Author(s): Nitin Chauhan
Originally published on Towards AI the World’s Leading AI and Technology News and Media Company. If you are building an AI-related product or service, we invite you to consider becoming an AI sponsor. At Towards AI, we help scale AI and technology startups. Let us help you unleash your technology to the masses.
Data Science Essentials — AI Ethics (III)
Fairness of Artificial Intelligence; Courtesy: Image via Freepik
This article is the third part of the AI Ethics for Data Science essential series. If you haven’t read AI Ethics (II), I will encourage you to have a read where I have discussed the importance of identifying Bias and how to eradicate it from predictions. In this article, I will continue with AI Ethics, and focus on creating a fair AI.
What’s a Fair AI?
We can define what we might look for in a fair machine learning (ML) model in many different ways. For example, we are considering a model that approves or denies credit card applications. Is it:
Would it be fair if the approval rate were equal between ethnic groups?
Is it better to remove ethnicity from the dataset and hide it from the model?
In this article, we’ll cover four criteria that we can use to determine if a model is fair. We will then apply what you have learned in a hands-on exercise where you will run code to train several models and evaluate the fairness of each model.
What are the fairness criteria?
In addition to these four fairness criteria, there are many other ways to formalize fairness, which you should explore.
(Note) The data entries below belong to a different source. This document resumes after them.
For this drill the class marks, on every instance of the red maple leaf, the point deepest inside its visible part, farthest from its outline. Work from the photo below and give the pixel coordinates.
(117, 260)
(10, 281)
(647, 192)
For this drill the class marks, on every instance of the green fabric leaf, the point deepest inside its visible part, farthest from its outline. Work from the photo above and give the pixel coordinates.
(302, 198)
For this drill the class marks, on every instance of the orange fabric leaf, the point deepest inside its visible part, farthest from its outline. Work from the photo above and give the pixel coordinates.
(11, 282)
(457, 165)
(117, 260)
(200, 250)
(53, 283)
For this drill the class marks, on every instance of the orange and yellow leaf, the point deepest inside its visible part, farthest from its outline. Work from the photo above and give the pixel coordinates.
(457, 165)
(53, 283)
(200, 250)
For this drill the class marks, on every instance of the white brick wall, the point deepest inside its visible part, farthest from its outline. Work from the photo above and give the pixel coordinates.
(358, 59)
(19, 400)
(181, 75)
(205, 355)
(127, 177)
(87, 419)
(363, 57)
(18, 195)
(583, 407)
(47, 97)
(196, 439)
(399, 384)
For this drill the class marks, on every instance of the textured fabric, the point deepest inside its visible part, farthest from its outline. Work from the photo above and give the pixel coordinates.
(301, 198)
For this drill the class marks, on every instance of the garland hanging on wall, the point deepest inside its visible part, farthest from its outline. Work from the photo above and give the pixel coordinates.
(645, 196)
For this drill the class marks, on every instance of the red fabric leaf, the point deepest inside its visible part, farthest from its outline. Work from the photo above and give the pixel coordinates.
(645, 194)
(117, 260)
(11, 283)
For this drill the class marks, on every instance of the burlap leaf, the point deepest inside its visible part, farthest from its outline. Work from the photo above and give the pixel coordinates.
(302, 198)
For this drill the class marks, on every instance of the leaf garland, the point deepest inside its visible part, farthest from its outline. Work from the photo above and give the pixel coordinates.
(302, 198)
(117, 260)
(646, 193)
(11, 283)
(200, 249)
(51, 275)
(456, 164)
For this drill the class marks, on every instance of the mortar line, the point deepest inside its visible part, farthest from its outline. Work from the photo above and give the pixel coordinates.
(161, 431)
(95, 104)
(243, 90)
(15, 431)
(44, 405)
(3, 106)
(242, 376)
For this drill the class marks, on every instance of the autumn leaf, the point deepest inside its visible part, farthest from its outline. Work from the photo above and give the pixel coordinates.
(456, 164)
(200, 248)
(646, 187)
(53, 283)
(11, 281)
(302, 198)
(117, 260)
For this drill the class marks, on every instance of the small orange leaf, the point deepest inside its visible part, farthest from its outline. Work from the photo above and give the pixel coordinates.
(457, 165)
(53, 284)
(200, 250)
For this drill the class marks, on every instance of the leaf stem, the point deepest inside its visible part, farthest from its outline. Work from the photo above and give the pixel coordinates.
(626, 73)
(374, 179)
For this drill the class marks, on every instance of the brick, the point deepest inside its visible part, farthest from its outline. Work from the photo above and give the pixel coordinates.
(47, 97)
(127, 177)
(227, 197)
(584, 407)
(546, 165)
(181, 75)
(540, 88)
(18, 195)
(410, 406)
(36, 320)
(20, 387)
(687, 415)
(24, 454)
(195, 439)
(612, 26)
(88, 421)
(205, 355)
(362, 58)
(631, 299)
Assume we are working with a model that selects individuals to receive a specific outcome. For example, the model may choose those who should receive a loan, admission to a university, or employment. Hence, models that perform tasks such as facial recognition or text generation will not be considered.)
A. Demographic Parity
A model is deemed fair if the composition of those selected by the model matches the percentages of applicants who belong to particular groups.
In an international conference organized by a nonprofit, 20,000 people registered. The organizers write a machine learning model to select 100 potential speaker candidates. Since 50% of the attendees (10,000 out of 20,000) will be women, they designed the model such that 50% of the selected speaker candidates are women.
B. Equal Opportunity
It ensures that the model’s true positive rate (TPR) or sensitivity is the same for every group of individuals that should be selected by the model (positives).
To identify patients at risk of developing severe medical conditions, doctors use a tool to identify patients who require extra care. (This tool is used only to supplement the doctor’s practice as a second opinion.) The TPR is designed to be equal for each demographic group.
C. Equal Accuracy
It is also possible to verify that the model is equally accurate for each group. In other words, the percentage of incorrect classifications (individuals who should be denied and denied and individuals who should be approved and approved) should be equal for each group. If the model is 98% accurate for one group of individuals, it should also be 98% accurate for other groups.
The approval process for a loan is based on a model used by the bank. As a result of the model, the bank avoids approving applicants that should be rejected (which is financially damaging to both the bank and the applicant) and does not leave applicants that should be approved (which would result in a failed opportunity for the applicant as well as a loss of revenue for the bank).
D. Group Unawareness
To make the model fairer to different gender groups, we can remove gender information. Similarly, we can release information regarding race and age.
One complication of implementing this approach in practice is that one must be cautious to identify and remove proxies for the group membership data. Using Zip codes instead of race in cities that are racially segregated. Thus, the ML application should also remove the zip code data when the race data is removed; otherwise, the application may still be able to infer a person’s race from the data. Moreover, unaware group fairness does not adequately address historical bias.
Business Use-Case Example
A confusion matrix will be used to illustrate the differences between the four types of fairness. This is a standard tool used to assess the performance of machine learning models. In the example below, the model is shown as being 80% accurate (eight out of ten people were correctly classified) and having an 83% true positive rate (five out of six “positives” were correctly classified).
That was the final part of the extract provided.